Despite noticing cementing problems, BP skipped a quality test of the cement around the pipe. Federal regulators also gave the rig a pass at several critical moments. After the rig encountered several problems, including the gas kicks and the pipe stuck in the well, the regulators did not demand a halt to the operation. Instead, they gave permission for a delay in a safety test of the blowout preventer.

What a clear case that this was entirely preventable (even once the hole had already been drilled) and resulted purely from a thorough lack of concern and a pervasive failure to hold anyone accountable for more than minimal safety standards.

More:

About 10 hours before the explosion, the challenges of trying to keep the pressure in the well under control led to an argument among the workers about how best to finish the well and move the rig to the next site.

Douglas Brown, a Transocean mechanic on the rig, told investigators that an unnamed BP official whom he called “the company man” had instructed rig workers to execute a new plan for removing the riser and sealing the well. Mr. Brown testified that workers thought the plan was too risky. But he could not hear details of the argument that ensued.

“The company man was basically saying, ‘Well, this is how it’s going to be,’ ” Mr. Brown told investigators at a hearing on May 26 near New Orleans, adding that the Transocean rig workers “reluctantly agreed.”

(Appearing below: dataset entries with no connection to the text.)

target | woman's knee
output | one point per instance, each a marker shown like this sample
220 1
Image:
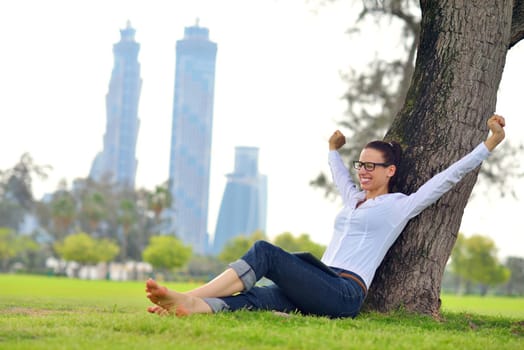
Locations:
263 245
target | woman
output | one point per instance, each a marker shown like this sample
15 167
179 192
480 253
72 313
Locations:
366 227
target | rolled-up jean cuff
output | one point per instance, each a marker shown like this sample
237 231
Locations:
216 304
245 273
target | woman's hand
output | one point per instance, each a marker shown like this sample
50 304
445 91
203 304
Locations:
336 140
496 124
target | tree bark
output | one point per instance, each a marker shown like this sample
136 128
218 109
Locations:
461 57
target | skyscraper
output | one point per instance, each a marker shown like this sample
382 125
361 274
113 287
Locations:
190 156
244 204
117 161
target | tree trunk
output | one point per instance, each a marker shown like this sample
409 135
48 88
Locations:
459 66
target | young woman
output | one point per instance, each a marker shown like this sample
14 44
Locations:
368 224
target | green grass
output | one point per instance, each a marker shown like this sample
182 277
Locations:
59 313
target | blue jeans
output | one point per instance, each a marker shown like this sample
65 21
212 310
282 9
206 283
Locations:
298 286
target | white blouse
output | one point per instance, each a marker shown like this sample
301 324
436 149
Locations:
363 235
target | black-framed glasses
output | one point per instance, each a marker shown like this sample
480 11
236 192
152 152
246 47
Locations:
368 166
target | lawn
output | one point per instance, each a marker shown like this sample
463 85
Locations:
59 313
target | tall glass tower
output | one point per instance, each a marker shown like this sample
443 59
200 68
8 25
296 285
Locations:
190 156
244 204
117 161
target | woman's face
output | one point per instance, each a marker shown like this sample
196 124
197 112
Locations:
377 179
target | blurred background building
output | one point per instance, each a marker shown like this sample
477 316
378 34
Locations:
244 205
117 161
192 126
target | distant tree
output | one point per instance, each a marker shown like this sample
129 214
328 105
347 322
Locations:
291 243
166 253
515 285
16 192
84 249
127 217
17 183
238 246
11 213
474 259
94 209
13 245
63 212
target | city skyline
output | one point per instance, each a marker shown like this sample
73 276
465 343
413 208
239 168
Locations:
117 160
244 202
191 136
278 87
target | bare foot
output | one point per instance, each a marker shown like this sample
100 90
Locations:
171 302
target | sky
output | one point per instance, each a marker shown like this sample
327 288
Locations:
278 87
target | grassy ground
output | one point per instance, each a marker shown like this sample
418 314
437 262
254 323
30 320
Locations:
57 313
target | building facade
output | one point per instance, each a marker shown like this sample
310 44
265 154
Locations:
190 157
117 161
244 205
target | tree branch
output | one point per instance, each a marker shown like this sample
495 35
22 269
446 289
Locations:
517 23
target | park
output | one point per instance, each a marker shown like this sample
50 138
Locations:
436 108
41 312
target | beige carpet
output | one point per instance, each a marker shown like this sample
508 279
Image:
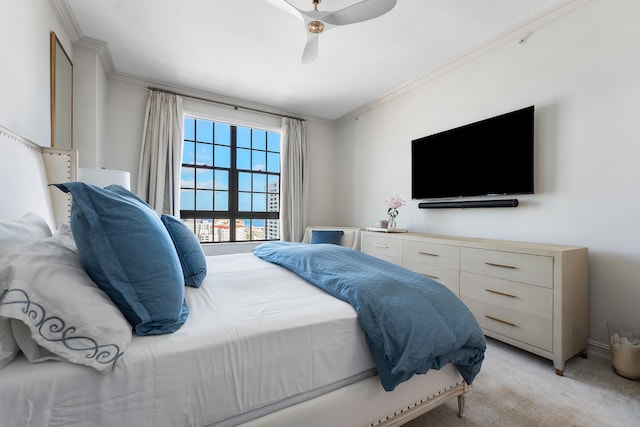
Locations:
516 388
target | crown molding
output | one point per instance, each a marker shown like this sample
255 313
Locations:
68 20
101 49
519 34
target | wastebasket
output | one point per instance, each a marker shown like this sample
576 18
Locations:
625 349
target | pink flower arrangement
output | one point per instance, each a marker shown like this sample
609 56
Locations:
393 204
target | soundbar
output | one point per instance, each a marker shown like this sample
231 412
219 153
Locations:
505 203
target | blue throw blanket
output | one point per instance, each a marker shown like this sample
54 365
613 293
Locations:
412 323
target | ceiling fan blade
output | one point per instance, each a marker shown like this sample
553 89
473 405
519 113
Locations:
362 11
287 7
310 49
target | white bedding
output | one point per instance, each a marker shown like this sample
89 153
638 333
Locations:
259 338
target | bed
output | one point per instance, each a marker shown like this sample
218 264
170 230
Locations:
260 345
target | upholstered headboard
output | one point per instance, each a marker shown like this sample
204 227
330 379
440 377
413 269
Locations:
26 169
350 238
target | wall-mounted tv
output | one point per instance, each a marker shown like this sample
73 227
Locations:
486 158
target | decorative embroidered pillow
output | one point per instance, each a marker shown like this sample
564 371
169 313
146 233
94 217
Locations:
13 233
128 252
56 310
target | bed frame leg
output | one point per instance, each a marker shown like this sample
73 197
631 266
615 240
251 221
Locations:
462 399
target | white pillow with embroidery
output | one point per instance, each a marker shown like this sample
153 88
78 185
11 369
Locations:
13 233
63 313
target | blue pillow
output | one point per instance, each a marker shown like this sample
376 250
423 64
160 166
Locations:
190 252
326 236
128 252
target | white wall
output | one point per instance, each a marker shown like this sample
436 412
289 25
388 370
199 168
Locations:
25 66
582 72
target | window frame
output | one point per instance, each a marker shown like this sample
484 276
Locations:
233 213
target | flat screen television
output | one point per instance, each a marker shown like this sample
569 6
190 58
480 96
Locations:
486 158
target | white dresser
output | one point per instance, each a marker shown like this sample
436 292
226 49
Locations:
530 295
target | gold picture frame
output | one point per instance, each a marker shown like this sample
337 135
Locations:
61 95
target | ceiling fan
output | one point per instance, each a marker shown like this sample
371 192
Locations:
317 22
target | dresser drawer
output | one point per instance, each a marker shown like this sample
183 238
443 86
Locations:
519 326
529 299
447 276
383 247
525 268
431 253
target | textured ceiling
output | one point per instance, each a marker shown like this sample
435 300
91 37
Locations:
251 50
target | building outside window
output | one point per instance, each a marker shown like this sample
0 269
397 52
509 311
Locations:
230 181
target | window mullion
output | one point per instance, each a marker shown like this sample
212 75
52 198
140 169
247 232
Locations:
233 185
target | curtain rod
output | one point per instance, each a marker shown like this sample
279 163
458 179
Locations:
224 103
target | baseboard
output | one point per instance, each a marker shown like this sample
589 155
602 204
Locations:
599 350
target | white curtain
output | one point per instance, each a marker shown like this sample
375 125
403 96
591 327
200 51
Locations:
161 154
294 181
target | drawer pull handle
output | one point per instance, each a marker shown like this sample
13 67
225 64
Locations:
501 265
501 293
501 321
427 253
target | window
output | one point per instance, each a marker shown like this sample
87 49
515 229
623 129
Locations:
230 181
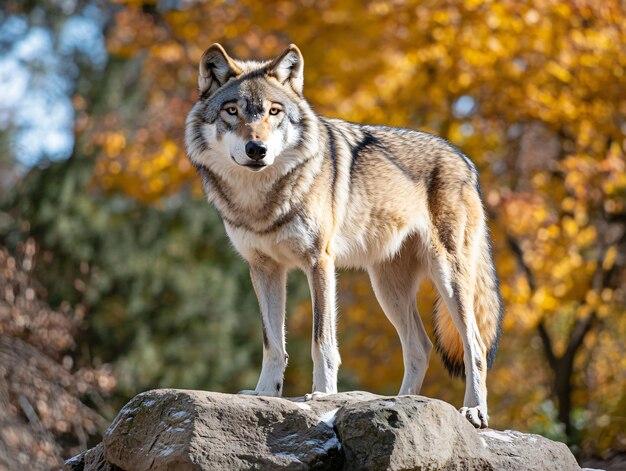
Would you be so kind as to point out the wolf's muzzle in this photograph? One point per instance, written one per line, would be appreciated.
(256, 150)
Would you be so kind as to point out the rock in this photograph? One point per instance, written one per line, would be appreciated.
(522, 451)
(406, 433)
(195, 430)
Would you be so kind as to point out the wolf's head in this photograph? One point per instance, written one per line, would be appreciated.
(249, 115)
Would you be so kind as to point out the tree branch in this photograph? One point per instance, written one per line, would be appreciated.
(547, 345)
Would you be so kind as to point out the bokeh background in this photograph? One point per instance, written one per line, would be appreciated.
(116, 276)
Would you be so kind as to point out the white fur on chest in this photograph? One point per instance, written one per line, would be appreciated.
(288, 246)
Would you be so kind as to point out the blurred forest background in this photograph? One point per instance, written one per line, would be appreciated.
(116, 275)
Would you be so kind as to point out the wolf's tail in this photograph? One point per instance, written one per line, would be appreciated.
(487, 308)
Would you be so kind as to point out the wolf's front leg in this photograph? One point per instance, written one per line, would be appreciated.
(270, 283)
(324, 349)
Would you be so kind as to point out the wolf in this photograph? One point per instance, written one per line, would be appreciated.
(298, 190)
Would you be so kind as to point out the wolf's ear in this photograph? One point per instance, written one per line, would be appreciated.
(215, 69)
(289, 68)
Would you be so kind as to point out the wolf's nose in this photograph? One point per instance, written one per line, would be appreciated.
(256, 150)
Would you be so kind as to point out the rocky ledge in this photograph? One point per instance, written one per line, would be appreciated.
(171, 429)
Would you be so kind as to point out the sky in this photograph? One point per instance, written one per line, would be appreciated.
(38, 73)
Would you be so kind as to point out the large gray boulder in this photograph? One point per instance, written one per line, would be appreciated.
(194, 430)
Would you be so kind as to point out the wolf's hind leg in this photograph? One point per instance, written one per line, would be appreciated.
(270, 283)
(395, 283)
(324, 350)
(455, 283)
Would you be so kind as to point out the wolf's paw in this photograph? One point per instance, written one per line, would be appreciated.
(314, 395)
(477, 416)
(253, 392)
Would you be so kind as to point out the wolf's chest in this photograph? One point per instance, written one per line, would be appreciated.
(291, 245)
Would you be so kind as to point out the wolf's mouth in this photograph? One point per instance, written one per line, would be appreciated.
(254, 166)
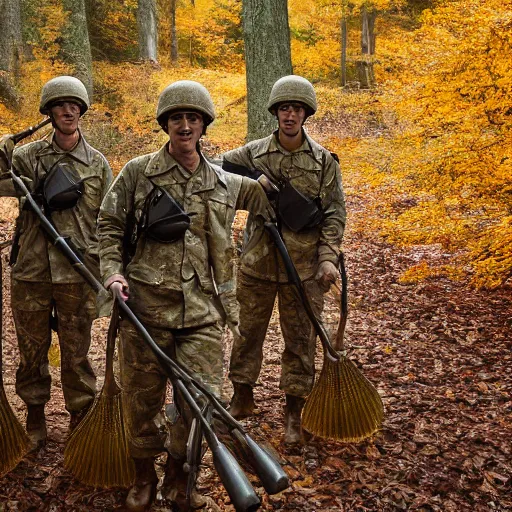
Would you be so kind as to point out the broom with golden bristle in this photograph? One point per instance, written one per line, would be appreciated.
(14, 442)
(97, 451)
(343, 405)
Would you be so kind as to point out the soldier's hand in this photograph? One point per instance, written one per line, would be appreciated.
(6, 149)
(118, 286)
(326, 274)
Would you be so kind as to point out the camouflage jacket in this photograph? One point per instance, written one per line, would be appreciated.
(180, 282)
(38, 259)
(313, 171)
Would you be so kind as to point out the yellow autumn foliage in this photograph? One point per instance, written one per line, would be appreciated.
(428, 150)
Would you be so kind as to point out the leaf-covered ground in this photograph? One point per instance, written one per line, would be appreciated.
(439, 354)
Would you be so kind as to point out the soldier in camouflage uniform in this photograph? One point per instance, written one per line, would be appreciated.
(42, 279)
(288, 157)
(180, 281)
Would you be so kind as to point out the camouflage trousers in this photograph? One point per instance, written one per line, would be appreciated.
(257, 298)
(32, 305)
(144, 383)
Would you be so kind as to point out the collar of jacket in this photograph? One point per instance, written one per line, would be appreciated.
(272, 145)
(82, 152)
(162, 162)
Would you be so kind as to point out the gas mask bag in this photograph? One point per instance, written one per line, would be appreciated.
(62, 187)
(296, 210)
(165, 219)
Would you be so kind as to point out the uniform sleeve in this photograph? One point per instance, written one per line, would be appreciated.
(333, 202)
(23, 166)
(116, 207)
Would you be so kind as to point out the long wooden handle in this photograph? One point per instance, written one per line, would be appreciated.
(340, 334)
(1, 317)
(111, 388)
(295, 279)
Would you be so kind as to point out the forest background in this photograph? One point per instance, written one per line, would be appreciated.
(416, 101)
(425, 136)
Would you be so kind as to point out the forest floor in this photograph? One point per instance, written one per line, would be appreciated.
(440, 355)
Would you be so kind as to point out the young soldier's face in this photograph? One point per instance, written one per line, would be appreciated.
(291, 116)
(185, 129)
(66, 114)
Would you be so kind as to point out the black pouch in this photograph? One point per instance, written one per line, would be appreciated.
(165, 220)
(297, 211)
(62, 187)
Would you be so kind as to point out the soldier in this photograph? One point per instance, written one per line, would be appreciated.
(69, 178)
(177, 210)
(303, 178)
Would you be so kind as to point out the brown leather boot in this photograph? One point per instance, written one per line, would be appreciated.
(174, 487)
(293, 433)
(242, 403)
(143, 492)
(36, 426)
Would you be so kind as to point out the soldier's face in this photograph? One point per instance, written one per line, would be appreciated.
(66, 115)
(290, 117)
(185, 129)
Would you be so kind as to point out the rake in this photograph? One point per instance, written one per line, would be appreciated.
(269, 471)
(14, 442)
(97, 450)
(343, 405)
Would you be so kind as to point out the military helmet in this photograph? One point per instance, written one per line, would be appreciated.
(64, 87)
(185, 94)
(293, 88)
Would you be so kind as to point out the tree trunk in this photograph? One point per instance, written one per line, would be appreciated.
(174, 37)
(365, 65)
(148, 30)
(75, 46)
(11, 49)
(267, 58)
(343, 50)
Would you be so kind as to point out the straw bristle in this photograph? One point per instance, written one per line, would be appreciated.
(97, 450)
(343, 405)
(14, 442)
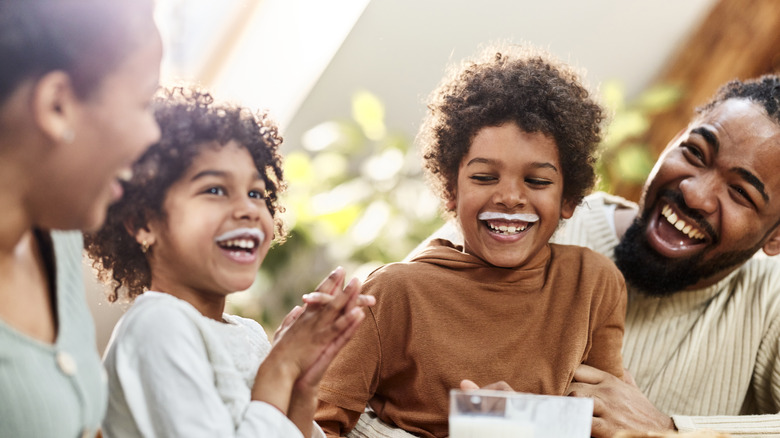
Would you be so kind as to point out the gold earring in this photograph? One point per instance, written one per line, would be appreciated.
(68, 135)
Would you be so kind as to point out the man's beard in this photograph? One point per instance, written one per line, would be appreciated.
(653, 274)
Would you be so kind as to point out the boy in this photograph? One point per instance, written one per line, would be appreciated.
(508, 145)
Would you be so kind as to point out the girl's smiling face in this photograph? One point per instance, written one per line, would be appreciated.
(509, 195)
(216, 229)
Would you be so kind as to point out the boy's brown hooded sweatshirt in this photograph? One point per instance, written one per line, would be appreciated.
(448, 316)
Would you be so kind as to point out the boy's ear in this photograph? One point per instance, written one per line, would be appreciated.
(567, 209)
(772, 246)
(54, 106)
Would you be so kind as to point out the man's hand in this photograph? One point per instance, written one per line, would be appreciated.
(617, 404)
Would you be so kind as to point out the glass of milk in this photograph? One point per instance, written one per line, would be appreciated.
(504, 414)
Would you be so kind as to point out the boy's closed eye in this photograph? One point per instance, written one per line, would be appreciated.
(215, 190)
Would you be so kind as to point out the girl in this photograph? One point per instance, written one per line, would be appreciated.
(197, 221)
(76, 80)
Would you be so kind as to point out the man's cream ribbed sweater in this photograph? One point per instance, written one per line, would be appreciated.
(709, 357)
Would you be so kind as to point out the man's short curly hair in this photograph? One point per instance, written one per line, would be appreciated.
(764, 90)
(189, 120)
(511, 83)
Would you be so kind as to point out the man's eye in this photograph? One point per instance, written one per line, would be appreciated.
(743, 194)
(694, 152)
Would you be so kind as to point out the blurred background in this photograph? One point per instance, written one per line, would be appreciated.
(347, 81)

Finally, it's a bit saddening that Obama is so beholden to business interests. Not that it's surprising; he is a president after all. It's just that I've never seen anything of this magnitude before and with someone who's supposed to be all about change and difference and newness and all that in office, I would like for him to do something new instead of trying to keep everything cool. He should be ripping people's heads off, not silencing Ken Salazar:

But the partnership between BP and the government has strained along with the failure of efforts to plug the well. Mr. Salazar, for example, assured the public on May 2 that the administration was keeping its “boot on the neck” of BP. Next he was being publicly chastised by President Obama for using antagonistic language.

I wish someone had a boot on BP's neck. But no one does. And no one will. They are part of our money-theistic religion and are therefore sacrosanct.

The whole story is definitely worth reading.